Le discours canadien sur la technologie
Le discours sur la technologie occupe une place centrale dans l’imaginaire canadien parce qu’il se situe à mi-chemin entre l’avenir du Nouveau Monde et le passé culturel européen; entre le déploiement rapide de l’«impératif technologique» de l’empire américain et les origines classiques de la puissance technologique qui s’est manifestée dans l’histoire européenne. Le discours canadien n’est ni américain, ni européen; il témoigne d’une culture en réaction, coincée entre l’économie et l’histoire. Façon de dire que la pensée canadienne est en porte-à-faux, tantôt emportée par la pragmatique volonté de vivre à tout prix des Américains, tantôt en proie à la plus vive nostalgie pour ce qui fut supprimé par l’ordre technique et moderne. Elle oscille fébrilement entre ces deux pôles. L’essentiel de la condition intellectuelle canadienne, c’est que nous sommes, d’une part, condamnés à être toujours déphasés par rapport au «présentisme»1 de la culture américaine (une société qui, bien qu’elle se spécialise dans l’éthique publique de l’«activisme instrumental», n’apprécie guère les abandons au regret du passé) et d’autre part, incapables de surmonter notre ambivalence à l’égard de l’héritage culturel de notre passé européen. C’est notre destinée, en vertu de circonstances historiques et d’accidents géographiques.

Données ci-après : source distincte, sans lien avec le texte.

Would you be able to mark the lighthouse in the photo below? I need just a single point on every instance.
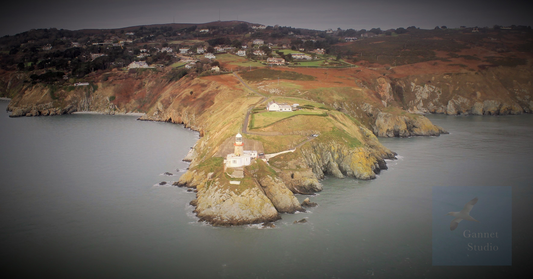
(240, 157)
(239, 146)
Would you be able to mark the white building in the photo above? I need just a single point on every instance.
(258, 42)
(273, 106)
(240, 157)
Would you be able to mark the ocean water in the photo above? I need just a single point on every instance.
(79, 197)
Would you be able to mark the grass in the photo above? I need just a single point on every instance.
(265, 119)
(269, 74)
(237, 61)
(273, 144)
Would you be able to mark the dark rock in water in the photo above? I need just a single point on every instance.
(308, 203)
(194, 202)
(268, 225)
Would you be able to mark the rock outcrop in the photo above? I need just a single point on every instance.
(338, 159)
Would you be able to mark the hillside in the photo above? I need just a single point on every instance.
(348, 95)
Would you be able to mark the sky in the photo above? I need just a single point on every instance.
(23, 15)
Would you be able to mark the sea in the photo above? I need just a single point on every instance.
(84, 196)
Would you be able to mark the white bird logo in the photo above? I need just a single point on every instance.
(463, 214)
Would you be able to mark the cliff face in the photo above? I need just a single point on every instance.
(494, 91)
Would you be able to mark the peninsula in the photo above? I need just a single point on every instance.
(289, 105)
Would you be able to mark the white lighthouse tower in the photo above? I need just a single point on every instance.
(239, 157)
(239, 146)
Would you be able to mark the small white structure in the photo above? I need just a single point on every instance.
(258, 42)
(301, 56)
(240, 157)
(276, 61)
(138, 64)
(273, 106)
(259, 52)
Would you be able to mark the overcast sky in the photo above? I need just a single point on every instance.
(23, 15)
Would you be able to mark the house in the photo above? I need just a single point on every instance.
(259, 52)
(258, 42)
(276, 61)
(301, 56)
(96, 55)
(138, 64)
(320, 51)
(273, 106)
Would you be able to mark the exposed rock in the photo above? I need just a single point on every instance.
(389, 125)
(268, 225)
(301, 182)
(308, 203)
(219, 205)
(477, 108)
(281, 197)
(360, 162)
(491, 107)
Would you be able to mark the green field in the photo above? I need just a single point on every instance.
(269, 74)
(178, 64)
(261, 120)
(237, 61)
(289, 51)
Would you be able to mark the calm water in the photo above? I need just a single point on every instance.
(78, 198)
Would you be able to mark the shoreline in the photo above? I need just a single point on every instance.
(116, 113)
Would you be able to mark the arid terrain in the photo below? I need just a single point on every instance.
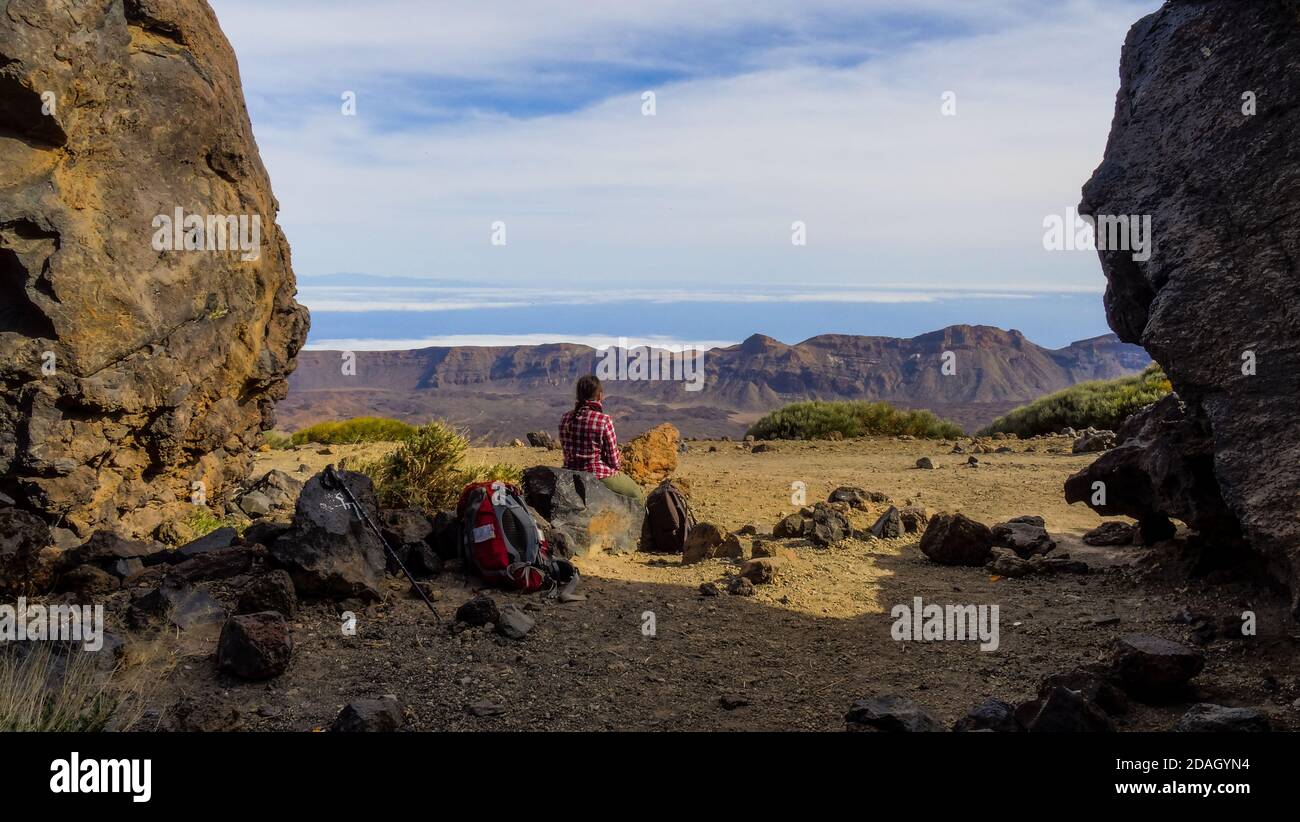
(791, 657)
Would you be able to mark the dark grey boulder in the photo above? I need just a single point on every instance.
(1027, 536)
(989, 715)
(1064, 712)
(889, 713)
(330, 553)
(255, 647)
(1204, 718)
(1216, 302)
(579, 506)
(954, 539)
(380, 715)
(1155, 669)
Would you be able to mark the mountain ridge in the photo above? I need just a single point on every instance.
(501, 392)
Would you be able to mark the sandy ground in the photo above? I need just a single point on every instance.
(796, 653)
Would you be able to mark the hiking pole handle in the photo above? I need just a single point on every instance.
(333, 479)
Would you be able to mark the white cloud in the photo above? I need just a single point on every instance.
(705, 191)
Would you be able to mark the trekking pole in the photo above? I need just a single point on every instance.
(330, 479)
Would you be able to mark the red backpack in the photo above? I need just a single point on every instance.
(499, 540)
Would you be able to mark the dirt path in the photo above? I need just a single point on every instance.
(797, 652)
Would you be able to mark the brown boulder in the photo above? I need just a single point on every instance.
(651, 457)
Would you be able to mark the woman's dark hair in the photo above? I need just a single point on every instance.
(588, 389)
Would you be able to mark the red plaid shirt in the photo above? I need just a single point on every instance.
(589, 442)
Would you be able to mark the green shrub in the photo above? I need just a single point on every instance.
(276, 440)
(203, 522)
(427, 471)
(819, 420)
(356, 429)
(1100, 403)
(39, 695)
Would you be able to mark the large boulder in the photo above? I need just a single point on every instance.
(579, 506)
(22, 536)
(651, 457)
(1027, 536)
(954, 539)
(1162, 468)
(1155, 669)
(329, 552)
(255, 645)
(138, 363)
(1203, 142)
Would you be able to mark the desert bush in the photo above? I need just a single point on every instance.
(203, 522)
(427, 470)
(42, 692)
(1100, 403)
(819, 420)
(356, 429)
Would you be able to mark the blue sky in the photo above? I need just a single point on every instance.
(822, 112)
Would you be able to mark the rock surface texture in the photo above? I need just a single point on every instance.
(131, 368)
(1203, 142)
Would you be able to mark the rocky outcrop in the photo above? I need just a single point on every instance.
(329, 552)
(1203, 142)
(133, 368)
(651, 457)
(588, 515)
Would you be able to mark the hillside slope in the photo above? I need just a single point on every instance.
(499, 393)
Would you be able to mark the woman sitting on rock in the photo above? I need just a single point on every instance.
(589, 442)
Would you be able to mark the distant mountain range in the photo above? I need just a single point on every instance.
(501, 393)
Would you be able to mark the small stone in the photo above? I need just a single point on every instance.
(479, 611)
(369, 715)
(514, 623)
(1220, 719)
(889, 713)
(740, 587)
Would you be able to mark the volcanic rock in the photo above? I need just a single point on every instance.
(255, 645)
(1110, 533)
(989, 715)
(368, 715)
(954, 539)
(1214, 303)
(542, 440)
(706, 541)
(22, 536)
(1064, 710)
(651, 457)
(856, 497)
(1155, 669)
(1027, 536)
(577, 505)
(479, 611)
(888, 526)
(1218, 719)
(141, 360)
(889, 713)
(269, 592)
(1092, 441)
(330, 552)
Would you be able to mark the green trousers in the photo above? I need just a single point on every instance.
(624, 485)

En fait, une formidable polarité dynamique entre la technologie et la culture, et entre l’économie et l'«empaysement» est en oeuvre dans la pensée canadienne. Le grand pari du discours canadien sur la technologie est ce mouvement dialectique entre le pouvoir de l’empire américain et l’amère conscience historique que la crise a ses origines profondes dans la culture européenne. La pensée canadienne est peut-être un des principaux lieux dans ces temps modernes, qui permet de dégager la signification de l’expérience technologique.
Note
1) Relecture des événements passés, à travers la grille d’un présent que nous jugeons pur, parce qu’il a troqué les impuretés d’hier contre de nouvelles impuretés que nous ne voulons pas voir; ou parce que nous considérons le passé avec l’illusion progressiste que l’avenir nous rapprochera du paradis sur terre!
source: Arthur Kroker, Technology and the Canadian Mind: Innis/McLuhan/Grant. Montreal,
New World Perspectives, 1984, p. 7-8.